Un baiser s’il vous plaît

Emmanuel Mouret, 2007 (France)

Est-ce au directeur d’acteur, à sa précaution, à ses indications, que l’on doit cette harmonie dans les interprétations ? Tous les personnages sont délicats. Tous sont un peu gauches. Nous avons pu parler en découvrant le cinéma d’Emmanuel Mouret (Fais-moi plaisir !, 2009) d’un jeu effacé, de son inconfort d’acteur alors que nous le comparions aux autres grands maladroits du cinéma. Nous faisions fausse route. Ce manque de naturel, légèrement relevé par la littéralité de la parole, le définit. De ce discret décalage des acteurs dans les échanges amoureux naît l’empathie du spectateur, sa tendresse pour les personnages. Devant chaque rôle féminin, Emmanuel Mouret nous ouvre à la félicité d’une rencontre fraîche et pleine de promesse. Et c’est de Julie Gayet, de Virginie Ledoyen et même, l’espace d’une courte scène au musée, raisonnant et offerte, de Mélanie Maudran que l’on tombe volontiers amoureux. Parce qu’elle n’est là que pour une rupture (douce) et un complot (manqué), seule Frédérique Bel n’a pas droit à ces émotions.
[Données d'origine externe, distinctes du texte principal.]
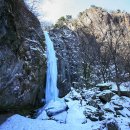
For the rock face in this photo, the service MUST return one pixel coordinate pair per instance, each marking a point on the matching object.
(66, 44)
(101, 34)
(22, 60)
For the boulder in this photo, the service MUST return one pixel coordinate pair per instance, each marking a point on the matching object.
(112, 124)
(105, 96)
(55, 107)
(66, 44)
(104, 86)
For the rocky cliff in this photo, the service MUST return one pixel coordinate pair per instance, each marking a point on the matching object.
(22, 60)
(66, 44)
(104, 44)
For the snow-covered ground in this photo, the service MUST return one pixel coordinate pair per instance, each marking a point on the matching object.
(80, 113)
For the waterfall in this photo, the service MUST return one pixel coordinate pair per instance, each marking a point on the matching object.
(51, 80)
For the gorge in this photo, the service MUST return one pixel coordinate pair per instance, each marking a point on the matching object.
(51, 81)
(77, 66)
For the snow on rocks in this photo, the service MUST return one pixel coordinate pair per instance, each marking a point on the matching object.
(77, 115)
(106, 95)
Des différents amours révélés, celui réciproque de Julie Gayet et Michaël Cohen paraît le plus intense. C’est avec lui que l’on commence et c’est sur leur baiser que se clôt le film. L’intensité est renforcée par la brièveté de la rencontre, une nuit dont l’espace paradoxalement élargi est partout envahi de leurs sentiments. L’intensité grandit encore en raison de leur retenue. Ils se privent de toute satisfaction charnelle, pas une caresse, seulement un baiser. Émilie et Gabriel, leurs personnages, suspendent sagement leur élan, indirectement conseillés par Nicolas et Judith dont l’aventure, presque une parabole, n’autorise pas de tomber amoureux sans faire le sacrifice d’un être jadis aimé, puis délaissé (« un mal pour un bien »). Le cinéma nous a offert des histoires ressemblantes et belles (Lost in translation, The bridges of Madison county…). A leurs côtés, celle de Mouret ne pâlit pas.

Perdus dans les questionnements sentimentaux, Mouret ne se sert pas du paysage comme lieu de déambulation comme Rohmer, il met L’amour en équation (en citant Schepisi, n’accordons de l’importance qu’à l’expression) et en livre certaines caractéristiques (calculs, chimie et maladie à travers le prof de maths, la chercheuse et le pharmacien). Accompagnant et estompant la rigidité que suggère cette première approche, la musique restitue aux émotions toute leur subtilité. Schubert omniprésent, Tchaikovsky pour gagner en légèreté… Sur le début de l’andante de La jeune fille et la mort, Virginie Ledoyen, qui a gommé presque malgré elle la frontière entre amour et amitié, rêve sa rupture avec Claudio. Lorsque Claudio repasse devant elle, elle n’ose plus. En un plan fixe, rapproché sur l’actrice, le réalisateur offre une magnifique idée de cinéma. La scène l’est tout autant.

Un baiser s’il vous plaît se démarque de Fais-moi plaisir ! parce qu’il est moins vaudevillesque. L’humour est ailleurs, toujours visuel (le jeu subtil sur les décors et les cadrages), il est surtout dans la parole et ses tâtonnements. Jacques Mandelbaum (Le Monde, le 12 décembre 2007) voyait aussi dans le film une métaphore du cinéma « défini comme une expérience de simulation qui finit par produire à la fois de l’effusion et de la croyance ». Le désir d’Émilie et Gabriel est bridé et le film, véritable zeste de philosophie cartésienne, parce qu’il nous laisse dans ce flottement amoureux, est source d’un immense plaisir.

Une réponse à “Un baiser s’il vous plaît”

  1. Je découvre dans Le temps de l’innocence de Martin Scorsese une scène comparable à celle qui dans le Mouret me plaît tant. En voyant la scène, la ressemblance saute aux yeux.

    Daniel Day Lewis ferme les yeux un instant devant une fenêtre et rêve que Michelle Pfeiffer avance et l’embrasse. Quand il ouvre à nouveau les yeux, celle pour qui il est à ce point tourmenté est restée derrière et n’a pas bougée. Scorsese fait une jolie scène imparfaite, presque trop mélodramatique, suturée par un raccord trop peu discret.

    D’un seul plan, Mouret rend la scène plus fluide, quasi fantastique (l’ouverture de la porte est un vide noir et mystérieux), la caméra recadre en gros plan Virginie Ledoyen qui, elle, ne rêve pas d’une union mais, position certainement plus cruelle, d’une séparation.